|JoI Europe—Index Tradeability Across Asset Classes|
|August 20, 2012 09:54 (CET)|
Index designers must balance two key considerations, representativeness and liquidity, when developing benchmarks for use in investment portfolios, write Xiaowei Kang and Daniel Ung of S&P Dow Jones Indices in the latest issue of the Journal of Indexes Europe.
“In order for an index to be transformed from a passive benchmark into an active investment tool it must be tradeable. The tradeability of an index ultimately relies upon its widespread adoption in the marketplace, and its construction requires the meticulous balancing of often competing factors, which inevitably lead to trade-offs”, note Kang and Ung.
The way in which these competing factors are reconciled differs between asset classes, note the two authors.

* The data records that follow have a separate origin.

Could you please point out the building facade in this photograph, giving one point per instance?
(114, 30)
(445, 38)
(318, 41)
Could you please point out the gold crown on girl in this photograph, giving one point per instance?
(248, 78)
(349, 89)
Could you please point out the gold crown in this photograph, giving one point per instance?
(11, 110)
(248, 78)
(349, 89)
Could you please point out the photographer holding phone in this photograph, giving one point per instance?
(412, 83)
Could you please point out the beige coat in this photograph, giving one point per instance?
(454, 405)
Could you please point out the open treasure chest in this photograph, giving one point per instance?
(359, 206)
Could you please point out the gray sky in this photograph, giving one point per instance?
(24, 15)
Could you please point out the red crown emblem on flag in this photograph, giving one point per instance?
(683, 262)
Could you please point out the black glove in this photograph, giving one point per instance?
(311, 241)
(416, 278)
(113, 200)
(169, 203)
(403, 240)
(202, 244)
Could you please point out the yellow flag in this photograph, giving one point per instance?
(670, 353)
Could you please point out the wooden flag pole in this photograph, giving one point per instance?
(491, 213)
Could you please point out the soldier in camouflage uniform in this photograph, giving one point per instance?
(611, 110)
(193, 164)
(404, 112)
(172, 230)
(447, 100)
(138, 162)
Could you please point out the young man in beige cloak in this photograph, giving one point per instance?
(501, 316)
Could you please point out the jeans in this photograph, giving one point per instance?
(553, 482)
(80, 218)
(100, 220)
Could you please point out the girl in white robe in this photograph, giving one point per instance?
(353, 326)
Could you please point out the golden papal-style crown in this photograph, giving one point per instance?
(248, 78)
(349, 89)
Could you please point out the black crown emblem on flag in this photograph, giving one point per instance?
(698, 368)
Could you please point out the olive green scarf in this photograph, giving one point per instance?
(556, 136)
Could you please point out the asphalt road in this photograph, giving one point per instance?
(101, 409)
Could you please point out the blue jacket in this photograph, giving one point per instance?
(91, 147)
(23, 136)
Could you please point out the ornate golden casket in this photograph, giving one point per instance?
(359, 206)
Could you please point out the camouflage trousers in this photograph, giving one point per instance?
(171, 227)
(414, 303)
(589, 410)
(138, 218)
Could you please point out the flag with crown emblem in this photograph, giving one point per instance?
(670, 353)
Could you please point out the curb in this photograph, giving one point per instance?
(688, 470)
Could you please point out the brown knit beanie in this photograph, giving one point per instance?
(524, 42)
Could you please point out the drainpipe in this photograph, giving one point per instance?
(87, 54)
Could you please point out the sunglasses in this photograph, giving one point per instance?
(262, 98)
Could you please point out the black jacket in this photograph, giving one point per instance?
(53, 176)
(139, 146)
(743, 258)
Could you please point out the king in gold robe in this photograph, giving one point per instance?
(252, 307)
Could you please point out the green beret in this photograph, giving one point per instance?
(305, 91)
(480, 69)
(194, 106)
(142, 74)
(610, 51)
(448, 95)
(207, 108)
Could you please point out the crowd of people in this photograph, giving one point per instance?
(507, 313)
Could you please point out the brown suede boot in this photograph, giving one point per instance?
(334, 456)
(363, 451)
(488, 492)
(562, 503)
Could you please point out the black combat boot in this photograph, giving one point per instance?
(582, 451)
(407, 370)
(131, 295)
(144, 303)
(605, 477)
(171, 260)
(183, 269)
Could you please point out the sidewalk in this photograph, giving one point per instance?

“Traditional asset classes, such as equities and fixed income, can usually reconcile well between the requirement for market representativeness and tradeability. In futures-based indices, the trade-offs involve not only representativeness and tradeability, but also the beta exposure to spot and roll costs. Finally, in other alternative asset classes, such as private equity and real estate, obtaining exposure via equity instruments often comes at the cost of higher tracking error and the inability to access manager skills. For this reason, investors should adopt a multi-dimensional perspective when evaluating index tradeability,” say Kang and Ung.